Malhotra is a Regent’s Professor and the Louise Foucar Marshall Science Research Professor at the UA’s Lunar and Planetary Laboratory (LPL).

She has spent a lifetime studying what was once called “celestial mechanics” — the rules governing how bodies in space interact and eventually harmonize.

If there is a warp, there must be a cause, she said.

There are other possible explanations. The sample size could be a fluke, but they calculate only a 2 percent possibility of that. A wandering star may have induced the orbital change but that, too, is improbable.

If there is a Mars-sized planet not much farther out than Pluto, why have we not seen it?

Volk, a post-doctoral researcher at LPL, said the object “would certainly be visible to telescopes.” She said it must be somewhere we haven’t looked — possibly in the galactic plane where the light from billions of stars makes it difficult to differentiate faint objects closer by.

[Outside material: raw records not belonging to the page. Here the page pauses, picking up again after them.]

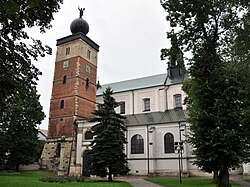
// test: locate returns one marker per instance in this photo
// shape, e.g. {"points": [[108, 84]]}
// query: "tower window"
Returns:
{"points": [[87, 83], [88, 135], [58, 150], [169, 143], [177, 101], [88, 54], [64, 79], [67, 50], [62, 104], [122, 107], [137, 144], [146, 103]]}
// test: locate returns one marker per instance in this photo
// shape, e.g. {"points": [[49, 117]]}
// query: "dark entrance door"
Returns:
{"points": [[86, 164]]}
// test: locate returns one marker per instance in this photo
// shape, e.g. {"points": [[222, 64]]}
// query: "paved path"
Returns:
{"points": [[238, 180], [139, 182]]}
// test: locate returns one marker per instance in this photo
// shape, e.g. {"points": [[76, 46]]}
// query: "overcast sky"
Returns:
{"points": [[130, 34]]}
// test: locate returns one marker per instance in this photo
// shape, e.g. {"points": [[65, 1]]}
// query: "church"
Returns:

Surveys of the night sky avoid the area. “Solar system astronomers hate the galactic plane,” said Volk.

The object would have an orbital period of about 1,000 years, which means it would take 100 years to move through the galactic plane from the vantage point of Earth astronomers.

“For 100 years, it could just be sitting there and we wouldn’t know it,” she said.

Similar observations and calculations caused solar system astronomers to propose in 2014 the presence of what they called “Planet 9” — a giant body 10 times the mass of Earth, that influences the orbits of six large objects.

Planet 9 would be 10 times farther from Earth than the smaller planet proposed by Volk and Malhotra — too far away to influence the orbital warp they discovered.

We tend to think of the solar system as this tiny corner of a mid-sized galaxy in a vast universe, but it, too, is vast and much about it remains unknown. Malhotra compares our understanding of the Kuiper Belt to our knowledge of the asteroid belt between the orbits of Mars and Jupiter in the early 1900s.

It won’t take 100 years to close that knowledge gap, but it won’t be done in the next decade, Malhotra said.

The Large Synoptic Survey Telescope, the next-generation, sky-mapping machine developed in Tucson and being erected in Chile, will provide “an order of magnitude jump to that knowledge,” said Volk.

Volk and Malhotra call their proposed discovery a “planetary-mass object” to avoid the planet-definition controversy that demoted Pluto to dwarf and to satisfy a referee for The Astronomical Journal, where their paper has been accepted for publication.

So they also don’t call it Planet 10, but that name has proven irresistible to others.